Next message: Fred Hebard: "Re: Refraction"
Marcel,
I am still wondering under what conditions you would get a negative
elevation.
If it's for locating yourself on land, it seems hopeless: If you're at
an unknown location in a valley, and trying to use surrounding
mountains as an indication of horizon, you wouldn't know your height
above sea level to begin with, so wouldn't know how much higher the
mountains were than you, not to mention not knowing how far away they
were. Also, the height of mountains varies, so you would have to know
the precise spot on the mountain below the celestial object, to
determine its height above sea level at that point. It seems hopeless
to me. Better to use an artificial horizon or a plumb bob.
Fred
On Aug 4, 2005, at 12:20 PM, Marcel E. Tschudin wrote:
> Fred,
>
> Yes, how do I get in this? Just trying to cover in a self-made program
> the
> situation from an object at the horizon (over sea level) as seen from a
> mountain or air craft.
>
> The "real" calculation is done via integration. But since this is not
> very
> practical one uses approximative formulae like e.g. the one from
> Bennett
> which Meeus mentions in his book Astronomical Algorithms.
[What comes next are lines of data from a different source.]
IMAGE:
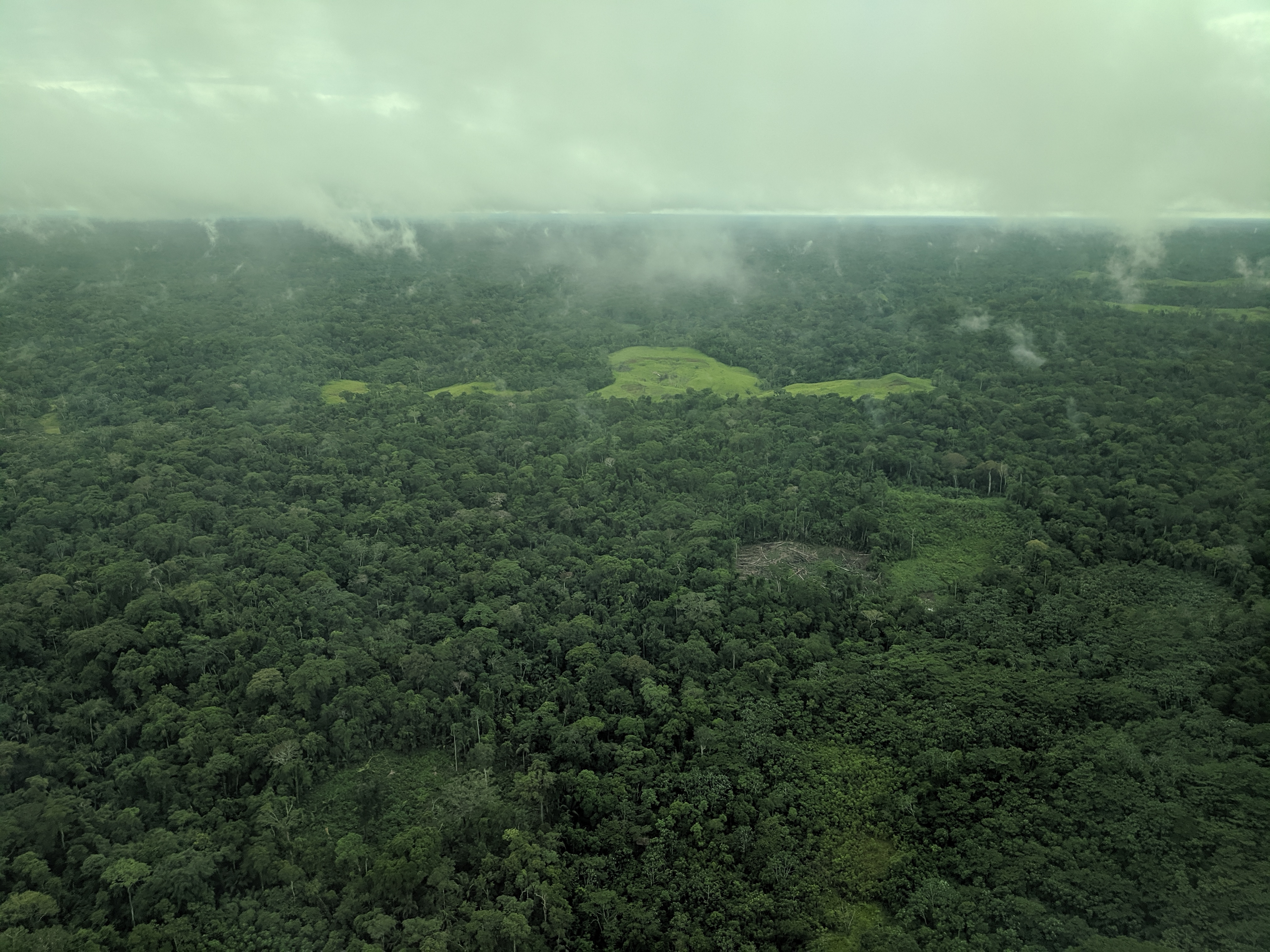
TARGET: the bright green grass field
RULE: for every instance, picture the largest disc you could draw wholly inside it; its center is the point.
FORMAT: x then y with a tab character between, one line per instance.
334	391
953	540
659	373
856	389
1253	314
479	386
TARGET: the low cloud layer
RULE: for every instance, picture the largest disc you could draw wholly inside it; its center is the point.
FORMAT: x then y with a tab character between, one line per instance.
341	114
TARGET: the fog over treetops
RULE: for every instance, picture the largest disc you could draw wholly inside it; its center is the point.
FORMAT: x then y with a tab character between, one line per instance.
333	114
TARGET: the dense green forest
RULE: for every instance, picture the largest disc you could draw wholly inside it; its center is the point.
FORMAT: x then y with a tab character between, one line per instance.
978	668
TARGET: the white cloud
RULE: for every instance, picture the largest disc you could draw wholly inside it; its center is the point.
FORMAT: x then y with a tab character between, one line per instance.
336	114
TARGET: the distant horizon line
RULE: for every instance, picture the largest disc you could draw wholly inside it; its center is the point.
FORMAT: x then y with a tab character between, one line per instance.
649	214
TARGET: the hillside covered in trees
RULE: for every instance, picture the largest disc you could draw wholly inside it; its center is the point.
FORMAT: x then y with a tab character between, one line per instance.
980	667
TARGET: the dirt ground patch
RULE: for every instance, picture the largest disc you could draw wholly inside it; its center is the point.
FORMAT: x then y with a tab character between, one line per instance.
799	558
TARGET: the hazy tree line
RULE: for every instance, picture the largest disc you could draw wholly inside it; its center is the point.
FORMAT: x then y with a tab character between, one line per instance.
421	673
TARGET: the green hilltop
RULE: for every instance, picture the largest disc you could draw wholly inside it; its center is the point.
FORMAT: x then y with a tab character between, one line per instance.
659	373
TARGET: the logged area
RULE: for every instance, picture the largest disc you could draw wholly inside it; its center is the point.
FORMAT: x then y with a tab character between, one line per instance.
342	607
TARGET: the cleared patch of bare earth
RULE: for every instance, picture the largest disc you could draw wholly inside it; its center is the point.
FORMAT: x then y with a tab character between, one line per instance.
799	559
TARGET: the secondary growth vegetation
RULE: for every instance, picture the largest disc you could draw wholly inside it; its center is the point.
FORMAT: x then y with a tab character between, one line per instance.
964	650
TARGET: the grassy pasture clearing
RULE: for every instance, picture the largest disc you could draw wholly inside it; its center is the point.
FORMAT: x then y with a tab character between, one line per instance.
801	559
952	540
334	391
1253	314
855	389
659	373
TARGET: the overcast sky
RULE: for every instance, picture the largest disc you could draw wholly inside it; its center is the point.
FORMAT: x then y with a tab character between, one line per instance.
337	111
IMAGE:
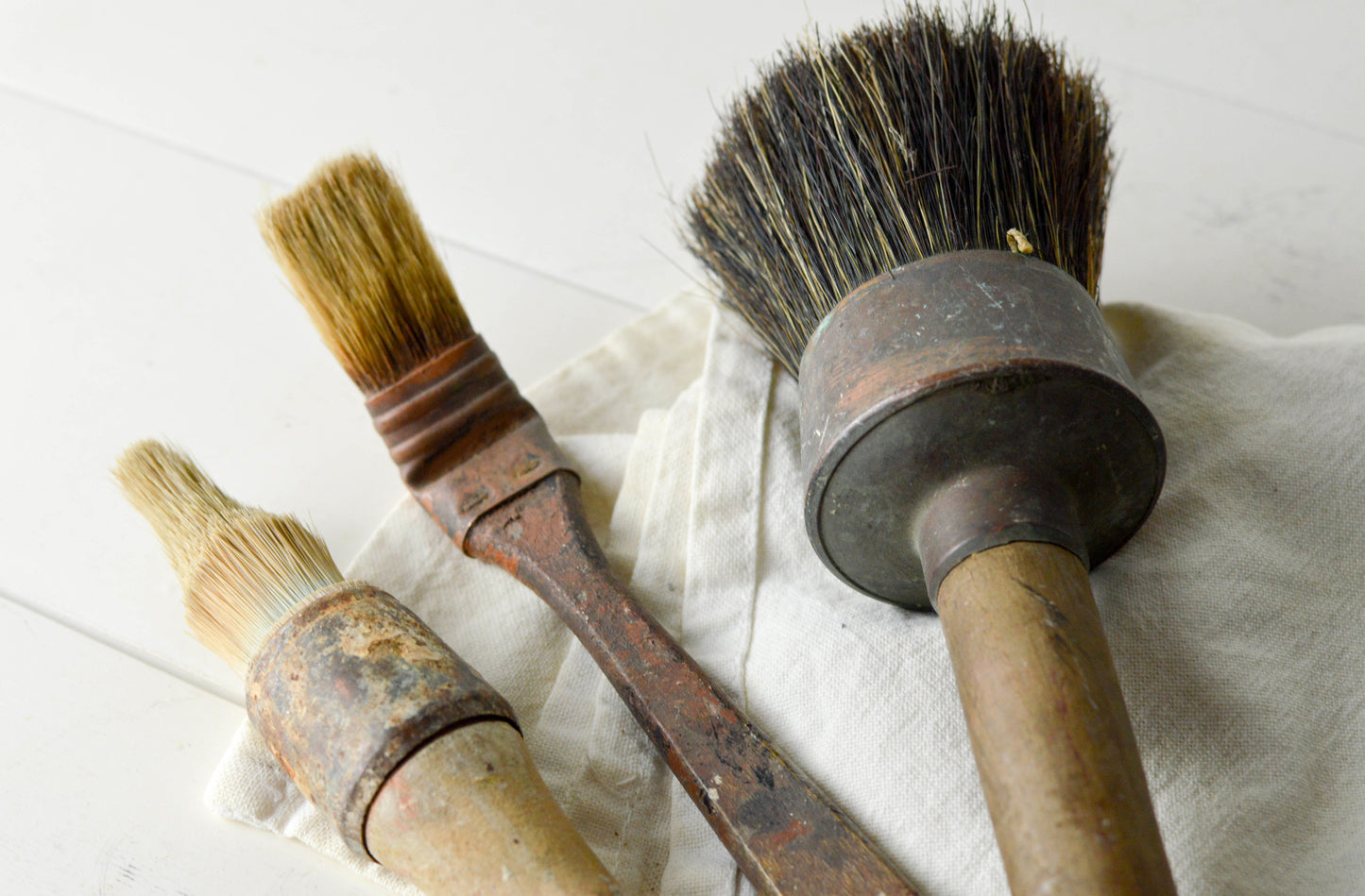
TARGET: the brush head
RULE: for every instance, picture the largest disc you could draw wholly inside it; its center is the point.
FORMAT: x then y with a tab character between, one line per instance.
364	267
889	144
241	569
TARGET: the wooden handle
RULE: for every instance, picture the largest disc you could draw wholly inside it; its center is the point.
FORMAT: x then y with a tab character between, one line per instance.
785	835
469	815
1049	727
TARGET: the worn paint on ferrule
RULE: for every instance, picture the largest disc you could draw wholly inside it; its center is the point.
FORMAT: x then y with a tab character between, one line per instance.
463	436
349	686
964	401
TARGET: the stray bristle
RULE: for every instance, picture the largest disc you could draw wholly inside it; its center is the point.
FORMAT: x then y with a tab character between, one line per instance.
361	263
892	144
241	569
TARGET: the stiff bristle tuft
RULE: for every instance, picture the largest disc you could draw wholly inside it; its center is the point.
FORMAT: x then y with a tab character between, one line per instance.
361	263
892	144
241	569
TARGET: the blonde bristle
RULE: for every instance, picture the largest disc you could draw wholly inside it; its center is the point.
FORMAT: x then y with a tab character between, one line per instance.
255	567
241	567
175	497
362	266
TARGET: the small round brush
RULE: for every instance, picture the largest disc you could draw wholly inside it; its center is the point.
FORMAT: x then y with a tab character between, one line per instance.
411	754
911	218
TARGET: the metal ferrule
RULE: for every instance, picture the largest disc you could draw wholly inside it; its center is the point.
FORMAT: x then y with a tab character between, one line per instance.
349	686
463	436
965	401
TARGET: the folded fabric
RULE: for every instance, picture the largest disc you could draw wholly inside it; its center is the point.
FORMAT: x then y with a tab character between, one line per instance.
1235	617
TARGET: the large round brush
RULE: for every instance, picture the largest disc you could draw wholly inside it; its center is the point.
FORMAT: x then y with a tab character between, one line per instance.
398	741
911	218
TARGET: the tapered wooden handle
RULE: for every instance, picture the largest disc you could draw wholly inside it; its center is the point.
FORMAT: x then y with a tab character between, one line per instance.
469	815
1049	727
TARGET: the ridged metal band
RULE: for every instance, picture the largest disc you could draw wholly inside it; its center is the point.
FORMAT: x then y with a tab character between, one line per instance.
463	436
950	380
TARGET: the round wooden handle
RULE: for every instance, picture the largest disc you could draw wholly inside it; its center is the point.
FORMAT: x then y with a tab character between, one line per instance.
1049	727
469	815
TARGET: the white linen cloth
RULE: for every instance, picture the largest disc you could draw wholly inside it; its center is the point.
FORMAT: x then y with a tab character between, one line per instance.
1236	618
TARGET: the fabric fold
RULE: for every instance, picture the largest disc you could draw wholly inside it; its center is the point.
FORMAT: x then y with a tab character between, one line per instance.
1235	616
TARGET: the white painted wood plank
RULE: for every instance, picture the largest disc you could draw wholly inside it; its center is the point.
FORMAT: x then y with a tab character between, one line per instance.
140	301
105	761
552	134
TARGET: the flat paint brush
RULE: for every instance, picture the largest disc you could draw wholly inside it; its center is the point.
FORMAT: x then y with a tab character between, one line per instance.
911	217
399	742
479	459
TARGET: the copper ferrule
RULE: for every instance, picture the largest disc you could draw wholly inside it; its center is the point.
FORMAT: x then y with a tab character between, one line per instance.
463	436
349	686
964	401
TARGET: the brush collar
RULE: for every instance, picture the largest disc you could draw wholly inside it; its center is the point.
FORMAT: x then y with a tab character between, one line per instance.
984	380
349	686
463	436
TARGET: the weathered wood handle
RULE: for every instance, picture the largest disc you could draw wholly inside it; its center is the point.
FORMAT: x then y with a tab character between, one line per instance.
785	835
469	815
1049	727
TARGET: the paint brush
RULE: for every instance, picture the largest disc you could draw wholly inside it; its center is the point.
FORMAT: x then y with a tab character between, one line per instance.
399	742
911	218
479	459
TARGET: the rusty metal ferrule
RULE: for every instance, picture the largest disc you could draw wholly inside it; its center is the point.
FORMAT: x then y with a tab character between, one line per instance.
463	436
349	686
964	401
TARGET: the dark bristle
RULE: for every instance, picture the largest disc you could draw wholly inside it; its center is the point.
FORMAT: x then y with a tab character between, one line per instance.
892	144
361	263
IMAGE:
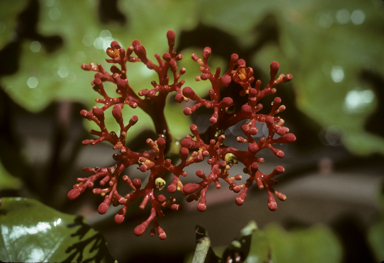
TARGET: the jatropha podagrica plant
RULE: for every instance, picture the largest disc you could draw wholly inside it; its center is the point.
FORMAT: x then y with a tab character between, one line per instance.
195	147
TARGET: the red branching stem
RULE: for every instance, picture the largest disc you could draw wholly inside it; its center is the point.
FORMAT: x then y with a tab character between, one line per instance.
195	147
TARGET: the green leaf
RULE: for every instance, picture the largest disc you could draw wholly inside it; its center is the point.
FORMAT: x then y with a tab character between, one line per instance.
250	246
203	252
33	232
376	230
58	76
7	181
316	244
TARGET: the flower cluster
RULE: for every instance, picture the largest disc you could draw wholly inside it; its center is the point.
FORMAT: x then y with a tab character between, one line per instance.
194	148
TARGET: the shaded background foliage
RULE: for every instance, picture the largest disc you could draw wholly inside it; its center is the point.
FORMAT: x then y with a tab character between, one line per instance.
334	106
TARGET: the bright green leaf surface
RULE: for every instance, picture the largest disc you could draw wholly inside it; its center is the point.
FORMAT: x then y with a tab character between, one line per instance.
376	230
8	181
324	44
33	232
203	252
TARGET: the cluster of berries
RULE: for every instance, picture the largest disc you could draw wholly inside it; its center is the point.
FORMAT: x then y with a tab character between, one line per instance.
195	148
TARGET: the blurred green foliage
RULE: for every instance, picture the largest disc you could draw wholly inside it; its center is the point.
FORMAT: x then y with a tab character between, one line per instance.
33	232
325	45
273	244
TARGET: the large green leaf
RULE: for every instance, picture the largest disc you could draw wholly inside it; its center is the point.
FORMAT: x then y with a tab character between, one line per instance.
33	232
43	78
325	45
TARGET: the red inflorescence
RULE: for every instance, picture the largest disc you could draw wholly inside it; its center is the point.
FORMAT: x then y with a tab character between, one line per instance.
194	148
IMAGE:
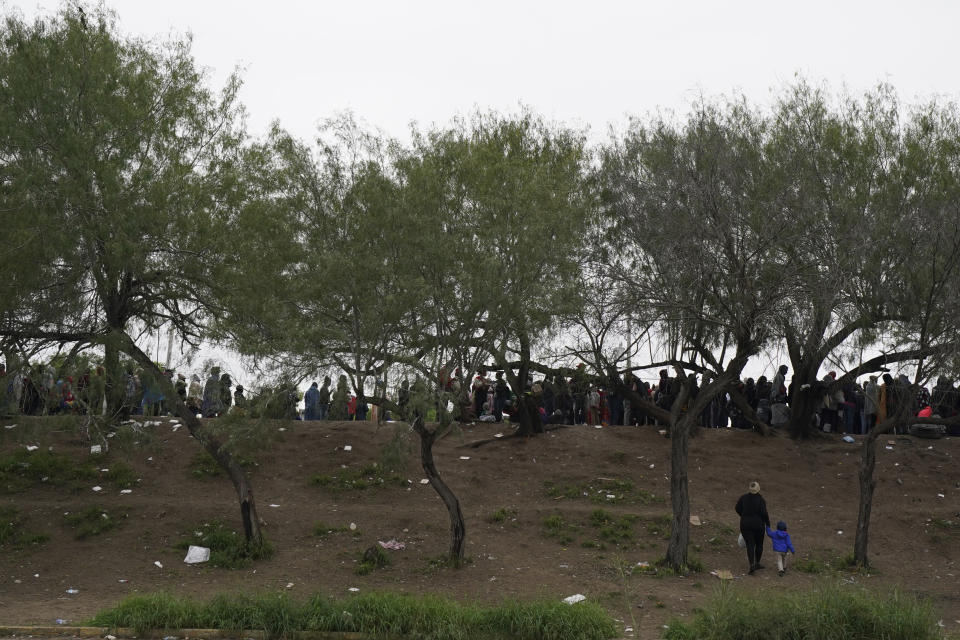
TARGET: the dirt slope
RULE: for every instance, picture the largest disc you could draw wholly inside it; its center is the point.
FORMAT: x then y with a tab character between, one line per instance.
812	486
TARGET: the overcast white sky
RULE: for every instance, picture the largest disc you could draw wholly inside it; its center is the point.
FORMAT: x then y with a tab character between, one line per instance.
585	63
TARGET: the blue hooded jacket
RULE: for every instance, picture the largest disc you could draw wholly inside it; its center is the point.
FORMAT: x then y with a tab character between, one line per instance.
781	540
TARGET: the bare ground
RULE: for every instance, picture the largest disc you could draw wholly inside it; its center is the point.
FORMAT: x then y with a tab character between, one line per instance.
812	486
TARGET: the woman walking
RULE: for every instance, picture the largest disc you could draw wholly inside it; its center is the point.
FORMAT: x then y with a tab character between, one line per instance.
753	521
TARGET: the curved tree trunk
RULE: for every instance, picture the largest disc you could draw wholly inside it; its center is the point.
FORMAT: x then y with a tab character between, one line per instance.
223	457
458	530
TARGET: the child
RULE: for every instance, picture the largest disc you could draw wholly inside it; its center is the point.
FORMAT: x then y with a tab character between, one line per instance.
781	544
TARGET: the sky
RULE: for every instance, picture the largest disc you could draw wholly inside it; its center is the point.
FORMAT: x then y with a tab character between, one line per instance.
585	64
589	65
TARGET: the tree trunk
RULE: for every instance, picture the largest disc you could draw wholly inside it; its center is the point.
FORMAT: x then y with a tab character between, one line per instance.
223	457
679	492
458	530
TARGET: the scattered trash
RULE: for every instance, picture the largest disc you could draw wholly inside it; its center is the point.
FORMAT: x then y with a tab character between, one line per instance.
392	545
197	554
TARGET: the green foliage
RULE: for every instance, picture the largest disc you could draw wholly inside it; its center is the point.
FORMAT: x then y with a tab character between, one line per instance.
502	515
22	469
828	612
228	549
94	520
374	614
12	532
369	476
599	491
371	559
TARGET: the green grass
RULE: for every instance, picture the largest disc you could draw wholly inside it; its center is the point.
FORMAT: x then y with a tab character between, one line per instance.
13	534
21	470
828	612
601	491
228	549
93	521
203	465
368	476
372	559
557	528
374	614
502	515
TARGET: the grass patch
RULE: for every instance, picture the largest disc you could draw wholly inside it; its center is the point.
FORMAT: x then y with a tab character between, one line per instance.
21	469
93	521
203	465
372	559
368	476
228	549
12	531
601	491
557	528
374	614
501	515
826	612
617	530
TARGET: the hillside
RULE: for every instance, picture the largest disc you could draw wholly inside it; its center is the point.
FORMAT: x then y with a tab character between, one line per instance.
531	510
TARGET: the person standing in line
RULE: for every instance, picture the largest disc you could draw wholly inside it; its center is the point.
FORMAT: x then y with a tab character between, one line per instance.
752	509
All tables on
> refraction I found so far do end at 0° elevation and for none of the
> approximative formulae I could find an indication that they also would
> be
> valid for negative elevations.
>
> I also was wandering whether the approximate formulae could be used by
> calculating the Refraction R for e.g. -2° the follwing way:
>
> R(-2°) = R(0°) + ( R(0°) - R(+2°) )
>
> If this would be correct then one would not need separate formula for
> negative elevations.
>
> Greetings from Marcel
>